Biotech-Fasern aus Florfliegenseide
Nach dem Vorbild der Eierstiele der Florfliege stellen Fraunhofer-Forscher aus Potsdam gemeinsam mit der Firma Amsilk ein Biomaterial her, das äußerst biegesteif und biokompatibel ist.
Kaum vier Jahre ist es her, als es der Firma Amsilk gelang, biotechnisch hergestellte Spinnenseide zu Fasern zu verarbeiten. Im November 2016 präsentierte das Martinsrieder Unternehmen gemeinsam mit Adidas den weltweit ersten Sportschuh aus den neuartigen „Biosteel-Fasern“. Eine ähnlich steile Karriere wie der Spinnenseide könnte der Florfliegenseide bevorstehen, an der Amsilk gemeinsam mit Forschern vom Fraunhofer-Institut für Angewandte Polymerforschung IAP in Potsdam-Golm seit geraumer Zeit arbeitet.
Stabile und biegesteife Faser
Diesmal sind es die mechanischen Eigenschaften der Ei-Stiele der Florfliege, welche das Team versucht biotechnologisch als Faser nachzubilden. Das Besondere: der Ei-Stiel besteht aus einem Proteinsekret, das von den Insekten auf den Blättern abgesondert, in die Länge gezogen und an der Luft ausgehärtet wird. Auf der Spitze dieses stabilen seidenen Stabes lagern die Florfliegen ihre Eier, um sie vor Fressfeinden zu schützen. Dabei sind die Eierstiele nur etwa 15 Mikrometer dick und können ohne Probleme das Gewicht der Eier halten. „Die Florfliegenseide ist äußerst biegesteif und stabil. Diese Besonderheiten möchten wir auf Fasern aus Florfliegenseide übertragen.

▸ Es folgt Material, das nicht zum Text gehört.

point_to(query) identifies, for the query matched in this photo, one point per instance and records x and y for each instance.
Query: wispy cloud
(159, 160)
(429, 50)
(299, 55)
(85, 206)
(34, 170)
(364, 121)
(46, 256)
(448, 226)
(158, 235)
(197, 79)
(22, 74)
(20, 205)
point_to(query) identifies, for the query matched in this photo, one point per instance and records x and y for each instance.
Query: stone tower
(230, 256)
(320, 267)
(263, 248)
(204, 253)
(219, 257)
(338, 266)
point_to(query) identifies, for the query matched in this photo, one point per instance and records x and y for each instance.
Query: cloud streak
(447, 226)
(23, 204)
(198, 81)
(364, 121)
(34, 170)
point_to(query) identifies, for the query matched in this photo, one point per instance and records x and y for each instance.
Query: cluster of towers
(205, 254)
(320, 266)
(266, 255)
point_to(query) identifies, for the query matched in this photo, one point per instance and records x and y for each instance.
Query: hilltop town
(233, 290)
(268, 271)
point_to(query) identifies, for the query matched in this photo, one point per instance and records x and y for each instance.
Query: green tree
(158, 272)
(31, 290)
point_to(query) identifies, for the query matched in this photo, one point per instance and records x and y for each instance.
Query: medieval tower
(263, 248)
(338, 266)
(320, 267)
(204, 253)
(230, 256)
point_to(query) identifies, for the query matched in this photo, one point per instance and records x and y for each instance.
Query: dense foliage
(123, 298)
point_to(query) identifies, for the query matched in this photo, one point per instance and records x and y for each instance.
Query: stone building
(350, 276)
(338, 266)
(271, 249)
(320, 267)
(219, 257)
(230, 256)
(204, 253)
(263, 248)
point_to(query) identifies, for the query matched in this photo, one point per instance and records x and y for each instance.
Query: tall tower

Bisher war es jedoch nicht möglich, derartige Seidenproteine in ausreichender Menge und Reinheit herzustellen“, erklärt Biotechnologe Martin Schmidt vom Fraunhofer IAP in Potsdam-Golm.
Bakterien stellen Seidenprotein her
Im Rahmen eines gemeinsamen Forschungsprojektes, das vom Bundesministerium für Ernährung und Landwirtschaft (BMEL) gefördert wird, sind die Potsdamer Forscher und Amsilk dabei, die Seidenproteine der Fliege mithilfe von Bakterien biotechnologisch im großen Maßstab herzustellen. Die Vorarbeiten hierfür leistet das Team um Thomas Scheibel vom Lehrstuhl Biomaterialien der Universität Bayreuth. Es konstruierte einen genetischen Bauplan, der Bakterien befähigt, das Seidenprotein zu produzieren. Dieses Herstellungsverfahren wurde von den Potsdamer Wissenschaftlern so optimiert, dass dieses Seidenprotein nun kostengünstig in großen Mengen hergestellt werden kann. Dabei wurde das Fraunhofer-Team bei molekularbiologischen Arbeiten von den Seidenspinnen-Experten der Firma Amsik unterstützt.
IAP zeigt Florseidenfasern auf der Grünen Woche
„Während die von uns verwendete Biosteel-Faser nach dem Vorbild der Spinnenseide eher weich und flexibel ist, ist Florfliegenseide sehr biegesteif. Diese spezielle Eigenschaft macht sie für die Medizintechnik, aber auch als Verstärkungsfaser für den Leichtbau, also beispielsweise für Autos, Flugzeuge oder Schiffe, interessant“, sagt der wissenschaftliche Geschäftsführer von Amsilk, Lin Römer. Eine erste Materialprobe der neuartigen Biofaser präsentiert das Fraunhofer-Forscherteam übrigens auf der diesjährigen Grünen Woche in Berlin.